Create a plan, get organized and rock your content strategy with an editorial calendar

Editorial calendars are used to plan and organize content strategically. Creating an editorial calendar may feel daunting, especially as a company grows and increases the frequency of posts and the number of mediums they post to.

Having a plan will give your content a longer shelf life and simplify the creation process! Plus, editorial calendars make content more useful and set brands up for success.

When Benjamin Franklin said, “By failing to prepare, you are preparing to fail,” he was probably talking about editorial calendars.

What is an editorial calendar?

An editorial calendar is a content plan that organizes a brand’s outbound communication in a clear, shareable manner. They also map out ideas, strategic plans and anything that fits into a brand’s content strategy!

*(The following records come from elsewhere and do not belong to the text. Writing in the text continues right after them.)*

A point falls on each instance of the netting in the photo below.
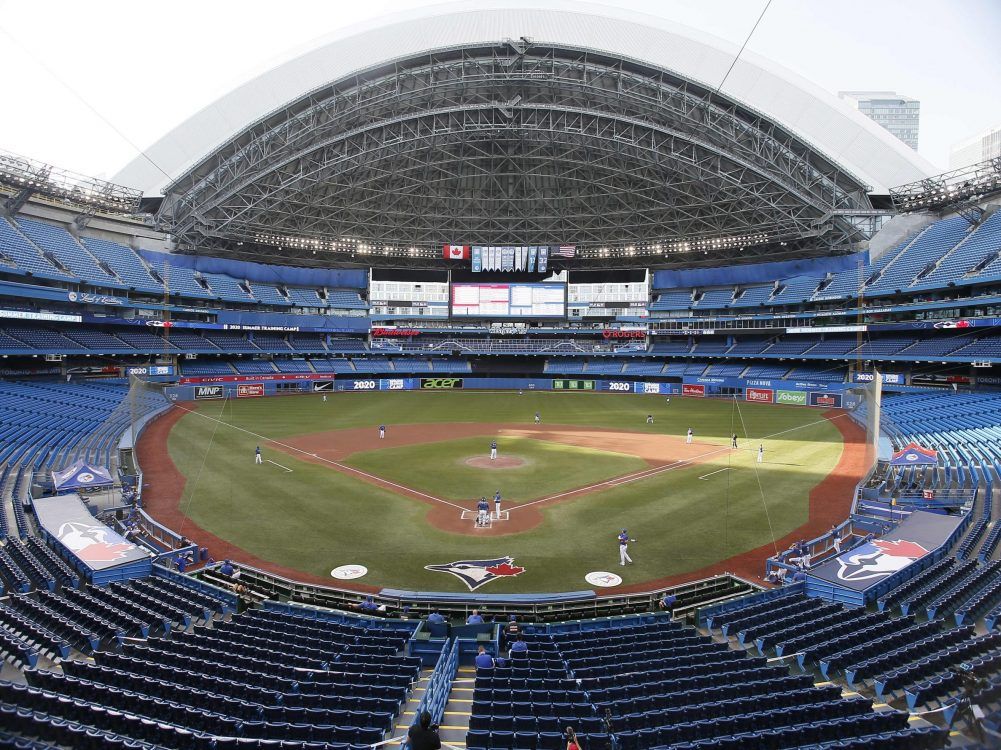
(863, 402)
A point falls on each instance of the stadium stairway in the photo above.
(455, 721)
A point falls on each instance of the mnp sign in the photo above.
(440, 384)
(796, 398)
(826, 400)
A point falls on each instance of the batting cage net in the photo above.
(863, 402)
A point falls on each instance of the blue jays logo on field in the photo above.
(878, 559)
(475, 573)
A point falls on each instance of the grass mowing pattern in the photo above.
(315, 519)
(438, 469)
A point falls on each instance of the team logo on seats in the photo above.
(878, 559)
(475, 573)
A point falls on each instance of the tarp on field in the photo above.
(913, 455)
(918, 535)
(66, 519)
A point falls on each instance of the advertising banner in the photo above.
(918, 535)
(826, 400)
(152, 369)
(796, 398)
(564, 384)
(763, 396)
(367, 385)
(254, 379)
(440, 384)
(892, 379)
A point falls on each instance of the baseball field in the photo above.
(329, 492)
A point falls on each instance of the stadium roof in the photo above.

“Ed cals” are broken down by month and organized using content buckets, which represent key interests for a given audience. While editorial calendars are typically created during a strategic planning meeting, they are living documents. Start by brainstorming topics, but be prepared to make edits on the fly! Your ed cal should be flexible and keep up with the changing needs of your brand.

What are content buckets?

Your content buckets are essentially a menu of all your brand’s offerings, whether that’s services or industry know-how. Ask yourself, “What is my audience interested in my brand for?” “What can I offer my ideal customer to keep them coming back for more?” Your content buckets should align with your brand’s goals, target audience or company services. Determining your content buckets will help you to consistently address all of your company’s verticals within every content piece.

Each content bucket should be a broad enough idea so that the content remains fresh. If a bucket is too specific, you’ll quickly find yourself scrambling to come up with a new topic for your next blog article. Brainstorm ten to twelve ideas for each bucket––including promotional and informational pieces––to create a well-rounded content plan.

Timeliness and Flexibility

Editorial calendars should map out content ideas and keep a business on track to hit its goals. While having an ed cal will take a brand a long way, a strong strategy is one that adjusts as time goes on and your brand evolves.

Fill out the upcoming year’s ed cal as fully as possible in November and December. Think about your company’s big events and anniversaries, and consider holidays and seasonality so your content is always timely! Check in regularly on your ed cal throughout the year to refine any topics and remove ones that may no longer be relevant.

Your Editorial Calendar’s Success

As with any strategy, you need to check in on your ed cal to make sure it’s working for your brand. Here are the three best ways to gauge your editorial calendar’s success:

1. Are you sharing content regularly?

A successful ed cal will help brands stick to a schedule so platforms are regularly updated and users know the lights are on. If you’re sharing content sporadically or seeing little engagement on certain days, move your content buckets around in the calendar so you’re only posting on days when your audience is online.

2. Are you updating your ed cal?

As new ideas come in, great content should come out. With a flexible calendar, businesses can keep up with the quick pace of today’s online world. Since you can’t predict the future, staying up-to-date on your audience’s needs and your brand’s industry is vital to creating relevant, useful content.

3. Is your content gaining traction?

Check your content insights. Are people commenting on your posts, sharing your blog or clicking through your newsletter? If so, congrats! Your content is succeeding and your ed cal is working! Take a look at your analytics to see what is performing well and what you could improve, and update the ed cal accordingly.

Need help checking content performance? We’ve got a quick guide to measuring content performance to make it easy.

How to make an editorial calendar

1. Review current marketing materials and strategies

What are you currently doing to reach your target audience? Evaluate each item individually to determine what has been successful and what’s missed the mark. Think about why some of your blog articles or social posts may have underperformed and how you can improve upon each. This is also the perfect time to talk about the random “Post-It” ideas you’ve collected!

2. Define your content buckets

Set your content buckets by determining what you’re trying to accomplish with your content. Do you want to build a following? Increase sales? Nurture leads? Using your brand’s services and goals as a guide, identify the key points of your company.

3. Develop content topics

Now, it’s time to fill in the buckets! If one of your content buckets is “Sales,” topics to cover could be “Top Tips for the Modern Salesman” or “How to Make Cold Calling Work.” Your topics should cover a range of subjects within the bucket and serve multiple purposes, like educating readers or converting your audience into customers.

Be realistic when setting post dates and frequency for each platform. Are you able to write a blog weekly, or will you end up writing one every other week?

Now that you’ve built out your editorial calendar, you’re ready to start creating content! We can’t guarantee that you’ll never face writer’s block again, but your ed cal should make it easy to visualize what you need to write and when each piece needs to be completed by. With the details laid out in the editorial calendar, content creation becomes more manageable.